Одно лето у нас росли два лебедя, пойманные нами в степи. Мы ехали на вечерней заре с бахчей. Я лежал на возу с арбузами, крепко прижав к груди серого зайчонка, пойманного нами в степи. Вдруг из степи налетел лебедь и, низко кружась, следуя за нами по дороге, начал жалобно «кронать» (его крик можно передать звуком «крон»).
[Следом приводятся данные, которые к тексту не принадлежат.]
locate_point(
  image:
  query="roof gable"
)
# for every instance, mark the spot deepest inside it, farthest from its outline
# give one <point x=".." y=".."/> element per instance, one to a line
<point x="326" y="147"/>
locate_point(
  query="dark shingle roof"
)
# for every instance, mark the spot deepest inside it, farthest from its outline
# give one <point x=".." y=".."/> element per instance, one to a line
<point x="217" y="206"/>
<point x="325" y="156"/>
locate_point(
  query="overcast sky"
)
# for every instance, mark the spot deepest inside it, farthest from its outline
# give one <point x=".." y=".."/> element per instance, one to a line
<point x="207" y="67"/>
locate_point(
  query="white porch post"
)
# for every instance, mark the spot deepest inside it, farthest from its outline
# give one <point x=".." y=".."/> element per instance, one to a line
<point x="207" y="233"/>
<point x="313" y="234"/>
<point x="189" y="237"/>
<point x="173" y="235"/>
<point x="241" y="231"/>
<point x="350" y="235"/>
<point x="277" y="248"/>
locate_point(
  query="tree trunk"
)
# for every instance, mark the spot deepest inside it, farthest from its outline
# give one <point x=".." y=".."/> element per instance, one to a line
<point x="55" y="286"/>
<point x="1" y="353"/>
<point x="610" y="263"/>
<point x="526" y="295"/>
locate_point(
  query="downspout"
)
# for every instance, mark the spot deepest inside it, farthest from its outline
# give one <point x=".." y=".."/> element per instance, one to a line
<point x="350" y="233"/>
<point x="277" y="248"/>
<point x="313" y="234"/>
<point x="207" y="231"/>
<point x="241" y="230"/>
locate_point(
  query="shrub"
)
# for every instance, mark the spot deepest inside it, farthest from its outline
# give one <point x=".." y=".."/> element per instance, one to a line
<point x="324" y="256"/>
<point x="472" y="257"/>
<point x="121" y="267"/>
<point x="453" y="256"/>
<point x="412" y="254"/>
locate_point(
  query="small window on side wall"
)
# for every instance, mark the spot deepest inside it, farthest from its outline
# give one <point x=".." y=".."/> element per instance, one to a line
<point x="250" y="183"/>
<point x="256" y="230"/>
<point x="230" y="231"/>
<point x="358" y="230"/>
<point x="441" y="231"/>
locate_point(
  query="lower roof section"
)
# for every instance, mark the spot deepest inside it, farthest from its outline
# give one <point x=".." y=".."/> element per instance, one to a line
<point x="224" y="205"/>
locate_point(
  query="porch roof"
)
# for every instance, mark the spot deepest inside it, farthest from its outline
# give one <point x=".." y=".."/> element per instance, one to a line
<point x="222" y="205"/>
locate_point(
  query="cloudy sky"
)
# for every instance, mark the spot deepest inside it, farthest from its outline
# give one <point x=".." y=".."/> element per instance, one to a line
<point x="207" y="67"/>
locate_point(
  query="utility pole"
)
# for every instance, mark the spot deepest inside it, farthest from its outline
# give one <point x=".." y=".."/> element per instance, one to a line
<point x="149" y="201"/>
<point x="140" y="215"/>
Мы бы не догадались, в чем тут дело, но нас нагнал верховой казак Зарубин и объяснил, что где-то в степи у лебедя гибнут дети. Мой старший брат и Зарубин отправились на поиски лебедят. Мать улетала и возвращалась, указывая им направление. Тогда я не счел странным этот сказочный разговор птицы и человека, но теперь он уже и мне представляется фантастическим и невероятным, выплывшим из далекого туманного прошлого. Через час Зарубин и брат вернулись и принесли трех птенцов, они рассказывали, что мать довела их вплотную до детей. По-видимому, степное озеро, где она их вывела весной, высохло, она их стала переправлять на другое, но у них не хватало для долгого пути сил, и они умирали от жажды. Всю дорогу мы отпаивали лебедей арбузным соком, мать проводила нас чуть ли не до поселка. Один из птенцов в ту же ночь подох, а двое оправились, выросли и все лето плавали на Ерике с домашней птицей. Разжирели они в неволе до уродства, были некрасивы, грязны, жадны. Осенью они однажды не вернулись с речки, – видимо, уплыли куда-нибудь по Ерику. Костя Бакалкин божился и клялся, что видел, как они снялись с воды и улетели вслед за лебединой стаей, тянувшей на юг. Но это была явная неправда: крылья у лебедей были подрезаны, да и без этого никто бы не поверил Косте, зная его болезненное фантазерство и бахвальство.
Рыбалку я всегда любил меньше охоты, но отец, искусный спортсмен-рыбак, вызывавший восхищение даже у казаков, заражал меня своей страстью и к рыбной ловле, особенно веснами и осенями, когда мне не с кем было охотиться. На редкость интересной, захватывающе волнующей была ловля сазанов.